Shouldn't both realign as well as resize help alleviate the worst of the side effects?
Besides, looking at the test images with the conversion lens on, he has bigger problems than just the CA, There are some blurring in the corners as well.
Simply rescaling the image seems pretty crude to me. It might correct it in one part of the image and make it worse in another. If it doesn't the problem isn't CA and the camera needs attention I think.
Photoshop now has a lens correction filter. Not perfect because no two lenses are identical. I guess if we had a way of doing the analysis on our EX lenses we could do better correction in post. Problem will be chroma subsampling and compression artifacts getting muddled up with the process. The PS technique seems to target RAW camera images.

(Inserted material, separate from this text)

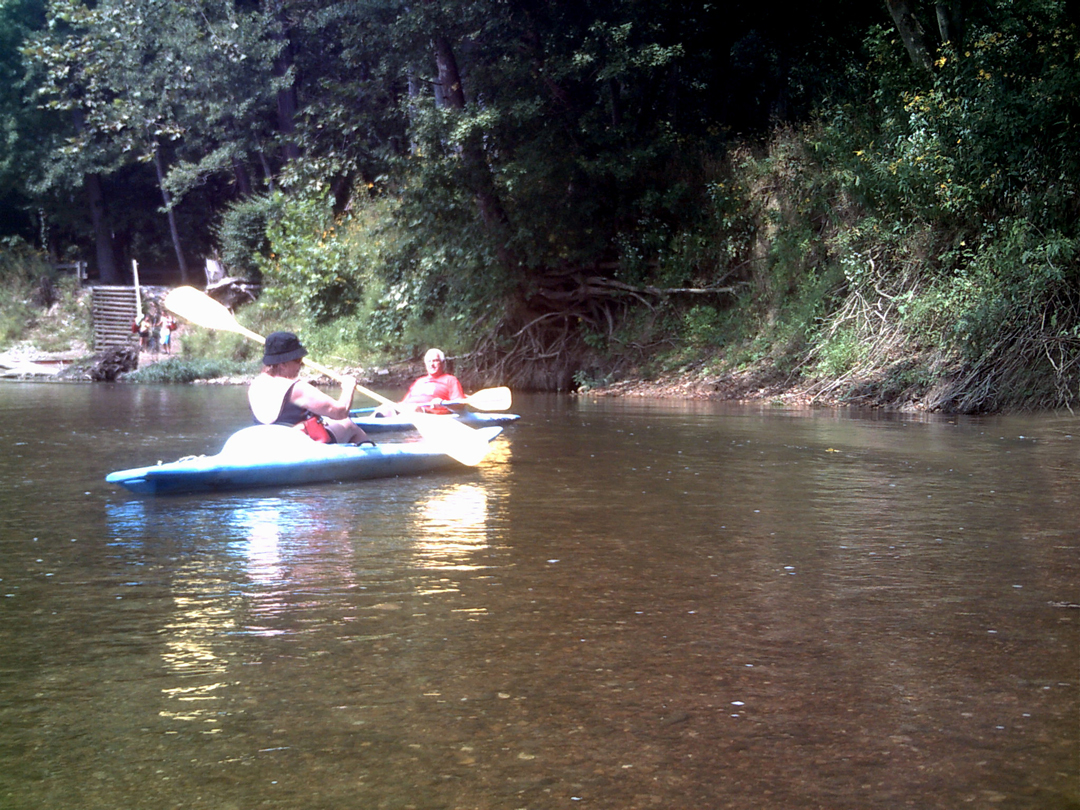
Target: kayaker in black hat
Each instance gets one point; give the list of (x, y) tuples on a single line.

There's also a good tutorial on doing it simply in After Effects. Again this is a pretty crude trick of simply removing it rather than correcting it however if you watch the tutorial I'm pretty certain you can do this very easily in Vegas using Secondary CC and a mask.
The technique being used in the AE tutorial is to select the offending color and desaturate it. That part should be easy enough. Of course that could throw other things way out of wack which is why in the last example he masks out the boys face so it is not effected.

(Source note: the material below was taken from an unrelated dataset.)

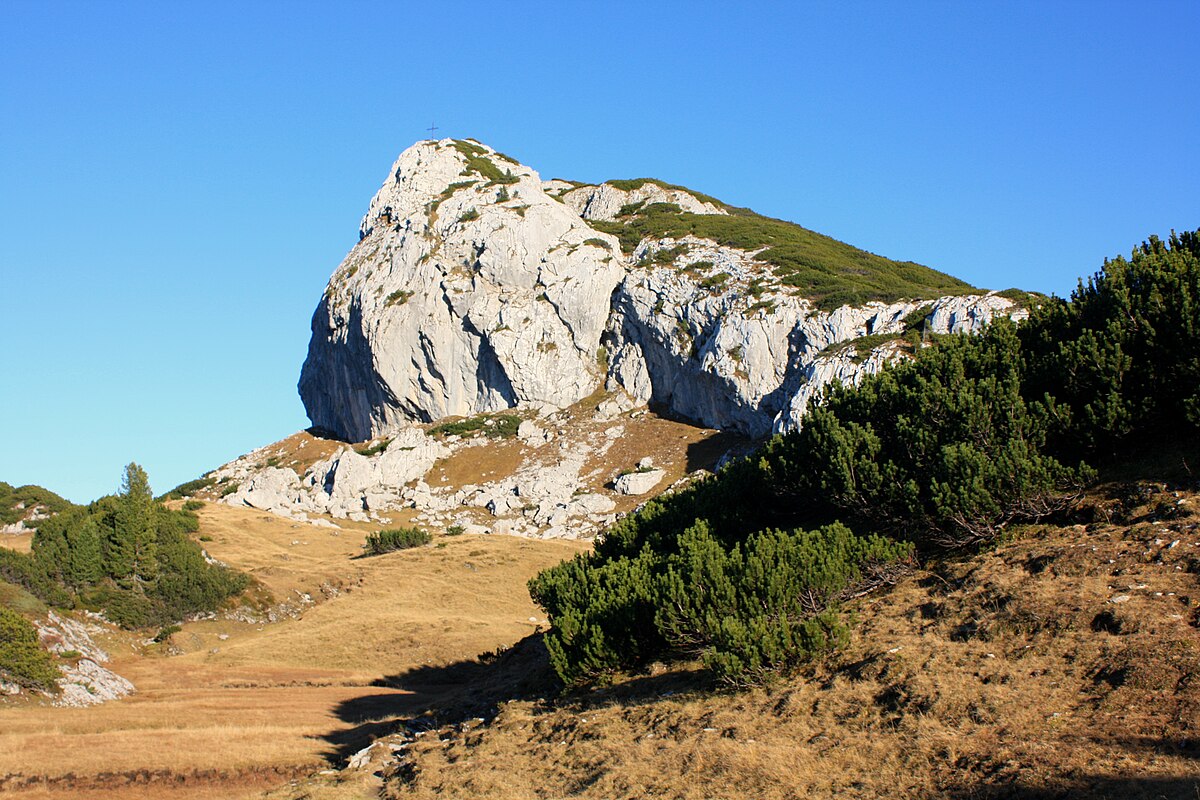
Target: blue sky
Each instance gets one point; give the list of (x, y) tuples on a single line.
[(179, 180)]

There's something about this problem with the EX that has me wondering and watching the AE tutorial further arouses my suspicions. Note in the AE tutorials the fringing is magenta, a mix of red and blue. That makes sense as they're at the opposite ends of the spectum, I'd imagine we judge focus at the centre of the spectum so logically it's going to be the wavelengths furthest from it that suffer the most diffraction.

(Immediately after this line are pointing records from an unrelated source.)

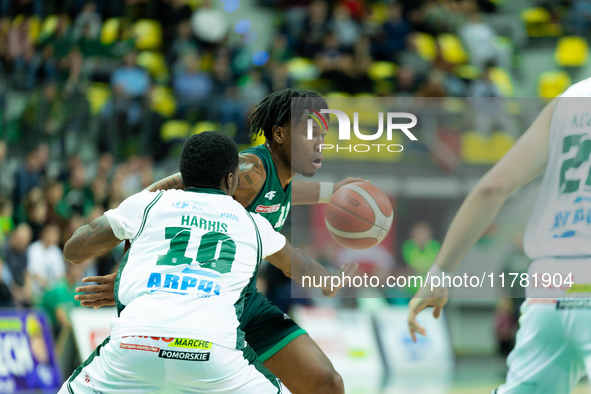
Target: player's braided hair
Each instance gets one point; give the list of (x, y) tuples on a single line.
[(276, 110)]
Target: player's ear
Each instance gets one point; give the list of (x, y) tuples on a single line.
[(279, 134)]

My problem with what I see in every shot showing the problem with the EX cameras is the CA is almost pure red, where did the blue go?? Thing is we know the EX cameras are more sensitive to red than almost every other camera and that extends beyond the visible spectrum. I've asked one of the posters who was complaining about the CA if he had a 486 filter fitted and no he didn't.
So before we go looking to fix the problem in post I'd like to make certain we can't reduce the problem in the camera. What I'm going to try is shooting something that'll really show the CA problem without my 486 filter fitted and then add the filter in front of the camera. I'm not saying I'm about to make some major break through but it'd be good for someone to check this idea out.